Along with the doctor's appointment's, we also left with appointments for physical therapy, a visit from a representative from Siskin Children's Institute, and a visit from TEIS (Tennessee's early intervention program). I can remember being in the NICU when a lady from TEIS came by and I didn't quiet understand their services at the time. The lady explained that they are here to offer support for families that may be dealing with a child that may require special needs. They remain with the family until the child turns three years old, then the Hamilton County Dept. of Education takes over. We didn't want to accept the fact that our son may need extra help, but we pushed our pride aside and gathered all of the information that we could. She explained that this service was optional and that we could sign up now or call them if they were ever needed. We chose to go ahead and sign up for the services and it was one of the best decisions we have made yet. We became very close with a representative from TEIS, named Krista, and a representative from Siskin, named Beth. These two ladies will never know how much they helped me cope with everything that we were dealing with.

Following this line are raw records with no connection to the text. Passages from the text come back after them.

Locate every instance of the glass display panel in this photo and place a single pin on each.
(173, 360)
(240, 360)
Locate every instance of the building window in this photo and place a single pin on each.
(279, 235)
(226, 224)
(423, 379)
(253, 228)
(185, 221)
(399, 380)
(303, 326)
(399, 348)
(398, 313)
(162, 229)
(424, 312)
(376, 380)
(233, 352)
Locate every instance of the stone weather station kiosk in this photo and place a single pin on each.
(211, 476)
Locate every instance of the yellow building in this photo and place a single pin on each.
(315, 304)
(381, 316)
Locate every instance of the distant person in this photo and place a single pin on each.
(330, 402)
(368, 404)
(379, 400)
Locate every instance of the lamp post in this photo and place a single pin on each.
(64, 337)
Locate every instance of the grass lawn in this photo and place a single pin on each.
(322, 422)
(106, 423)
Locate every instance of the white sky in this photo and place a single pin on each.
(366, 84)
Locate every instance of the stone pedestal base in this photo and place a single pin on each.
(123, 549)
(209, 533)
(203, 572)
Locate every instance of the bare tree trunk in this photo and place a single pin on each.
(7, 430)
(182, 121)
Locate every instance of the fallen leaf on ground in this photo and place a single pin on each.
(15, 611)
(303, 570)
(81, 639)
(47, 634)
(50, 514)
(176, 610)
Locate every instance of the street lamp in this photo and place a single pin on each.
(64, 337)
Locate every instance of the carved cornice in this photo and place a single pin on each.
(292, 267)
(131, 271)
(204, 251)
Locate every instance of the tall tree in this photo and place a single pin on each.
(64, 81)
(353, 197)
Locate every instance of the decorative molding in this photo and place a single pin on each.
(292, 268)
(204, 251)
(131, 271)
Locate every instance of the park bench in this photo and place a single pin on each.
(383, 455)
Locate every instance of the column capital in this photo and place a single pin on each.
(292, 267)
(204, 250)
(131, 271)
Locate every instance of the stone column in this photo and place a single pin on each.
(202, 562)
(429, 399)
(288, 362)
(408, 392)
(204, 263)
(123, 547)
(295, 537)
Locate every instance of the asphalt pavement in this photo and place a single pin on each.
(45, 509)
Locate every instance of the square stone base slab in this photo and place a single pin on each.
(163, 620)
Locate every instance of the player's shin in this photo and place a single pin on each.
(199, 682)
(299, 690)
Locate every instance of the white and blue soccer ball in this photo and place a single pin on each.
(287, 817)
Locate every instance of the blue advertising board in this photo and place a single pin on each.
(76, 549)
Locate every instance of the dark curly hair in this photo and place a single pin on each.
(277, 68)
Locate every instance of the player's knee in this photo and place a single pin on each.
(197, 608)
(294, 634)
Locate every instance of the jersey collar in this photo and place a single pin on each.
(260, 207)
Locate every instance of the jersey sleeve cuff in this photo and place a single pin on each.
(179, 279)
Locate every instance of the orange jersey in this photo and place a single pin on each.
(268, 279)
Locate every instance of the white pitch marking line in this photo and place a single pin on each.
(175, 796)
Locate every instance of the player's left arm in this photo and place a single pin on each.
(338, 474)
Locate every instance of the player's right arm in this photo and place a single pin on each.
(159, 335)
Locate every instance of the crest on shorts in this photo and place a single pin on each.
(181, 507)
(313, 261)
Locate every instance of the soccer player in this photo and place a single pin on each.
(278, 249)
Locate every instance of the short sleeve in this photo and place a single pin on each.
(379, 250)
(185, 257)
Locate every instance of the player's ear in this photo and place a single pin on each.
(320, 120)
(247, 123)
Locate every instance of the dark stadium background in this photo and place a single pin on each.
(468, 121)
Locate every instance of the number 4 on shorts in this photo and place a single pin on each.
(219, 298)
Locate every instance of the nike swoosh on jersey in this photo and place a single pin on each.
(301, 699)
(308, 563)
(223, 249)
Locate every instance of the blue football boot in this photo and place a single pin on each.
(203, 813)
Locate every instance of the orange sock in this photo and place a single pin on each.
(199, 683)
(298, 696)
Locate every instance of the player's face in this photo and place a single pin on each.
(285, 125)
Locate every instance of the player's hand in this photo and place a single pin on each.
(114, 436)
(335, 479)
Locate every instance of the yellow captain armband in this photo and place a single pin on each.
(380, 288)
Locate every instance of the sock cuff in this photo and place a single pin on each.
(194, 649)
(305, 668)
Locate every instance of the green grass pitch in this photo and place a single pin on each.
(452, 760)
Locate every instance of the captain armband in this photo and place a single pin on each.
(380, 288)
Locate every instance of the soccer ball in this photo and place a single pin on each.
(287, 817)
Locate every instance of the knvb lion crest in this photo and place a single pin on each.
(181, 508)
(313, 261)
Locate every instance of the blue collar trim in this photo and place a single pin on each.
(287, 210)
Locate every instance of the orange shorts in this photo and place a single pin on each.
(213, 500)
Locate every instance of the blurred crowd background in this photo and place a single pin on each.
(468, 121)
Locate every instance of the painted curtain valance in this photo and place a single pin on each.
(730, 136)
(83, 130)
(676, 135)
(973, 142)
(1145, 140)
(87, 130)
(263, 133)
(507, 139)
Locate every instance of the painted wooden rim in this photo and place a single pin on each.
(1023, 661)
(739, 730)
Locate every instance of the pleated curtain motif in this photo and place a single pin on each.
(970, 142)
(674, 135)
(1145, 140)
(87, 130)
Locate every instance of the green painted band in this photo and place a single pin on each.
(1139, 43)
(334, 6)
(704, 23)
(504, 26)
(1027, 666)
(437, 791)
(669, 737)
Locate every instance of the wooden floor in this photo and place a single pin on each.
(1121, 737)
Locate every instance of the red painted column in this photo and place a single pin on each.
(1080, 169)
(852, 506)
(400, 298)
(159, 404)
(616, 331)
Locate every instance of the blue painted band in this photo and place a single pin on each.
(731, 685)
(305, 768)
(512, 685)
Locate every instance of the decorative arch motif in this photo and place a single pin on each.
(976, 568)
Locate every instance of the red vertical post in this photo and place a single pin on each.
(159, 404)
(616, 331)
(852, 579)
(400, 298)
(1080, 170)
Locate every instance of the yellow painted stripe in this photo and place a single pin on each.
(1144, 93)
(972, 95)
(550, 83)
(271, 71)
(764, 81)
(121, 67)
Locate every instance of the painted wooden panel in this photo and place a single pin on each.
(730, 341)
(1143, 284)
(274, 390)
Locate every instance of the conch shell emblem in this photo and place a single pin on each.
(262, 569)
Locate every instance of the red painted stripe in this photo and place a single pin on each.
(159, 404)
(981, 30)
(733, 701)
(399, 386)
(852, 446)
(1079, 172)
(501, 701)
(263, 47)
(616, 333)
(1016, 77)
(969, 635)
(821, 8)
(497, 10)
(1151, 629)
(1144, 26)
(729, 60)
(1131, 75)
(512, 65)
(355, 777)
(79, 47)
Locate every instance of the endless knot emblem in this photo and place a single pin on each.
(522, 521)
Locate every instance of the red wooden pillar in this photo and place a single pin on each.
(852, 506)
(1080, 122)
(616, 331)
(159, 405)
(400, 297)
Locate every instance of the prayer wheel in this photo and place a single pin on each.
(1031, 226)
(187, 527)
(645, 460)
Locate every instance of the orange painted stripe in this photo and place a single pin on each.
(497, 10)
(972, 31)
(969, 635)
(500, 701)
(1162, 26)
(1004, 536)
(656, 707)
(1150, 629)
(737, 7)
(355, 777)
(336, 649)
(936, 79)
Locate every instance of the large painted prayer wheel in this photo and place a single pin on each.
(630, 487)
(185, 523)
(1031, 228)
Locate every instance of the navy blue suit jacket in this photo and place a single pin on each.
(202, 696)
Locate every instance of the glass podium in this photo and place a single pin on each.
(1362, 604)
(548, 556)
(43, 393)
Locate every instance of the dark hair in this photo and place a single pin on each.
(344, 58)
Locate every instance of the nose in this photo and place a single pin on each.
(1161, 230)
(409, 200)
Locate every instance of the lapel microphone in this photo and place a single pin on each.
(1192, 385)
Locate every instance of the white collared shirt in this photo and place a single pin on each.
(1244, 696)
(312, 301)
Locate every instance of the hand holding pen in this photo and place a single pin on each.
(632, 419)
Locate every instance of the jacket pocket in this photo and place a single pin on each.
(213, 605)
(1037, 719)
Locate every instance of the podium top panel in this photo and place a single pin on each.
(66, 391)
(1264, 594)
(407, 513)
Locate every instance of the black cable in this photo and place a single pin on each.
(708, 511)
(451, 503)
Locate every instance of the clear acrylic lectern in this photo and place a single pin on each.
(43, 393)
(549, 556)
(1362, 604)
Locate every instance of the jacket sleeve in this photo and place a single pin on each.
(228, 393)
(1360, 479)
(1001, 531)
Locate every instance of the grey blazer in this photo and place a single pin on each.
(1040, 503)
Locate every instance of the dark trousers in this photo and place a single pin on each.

In these few months of my son's life, I learned so much about myself. I learned a great deal of patience. I can't tell you how many times I googled terms like "long term effects on a brain injured child" or "outcome of lack of oxygen". I wanted to know what my son's future was going to hold. I read countless blog posts of parents that had gone through similar situations as ours, and some of them gave me hope, while others left me feeling empty again...the way I felt that ugly day in the hospital when we first got the news. I learned to just take it one day at a time and just "play it by ear" as my mom always said. We wouldn't know much more about Lane's condition until it was time for him to hit certain milestones and and we got the MRI. We anticipated this day and dreaded it at the same time, but whatever the outcome was, we were going to love this boy, accept him, and give him the best possible life that we could, because he was worth it.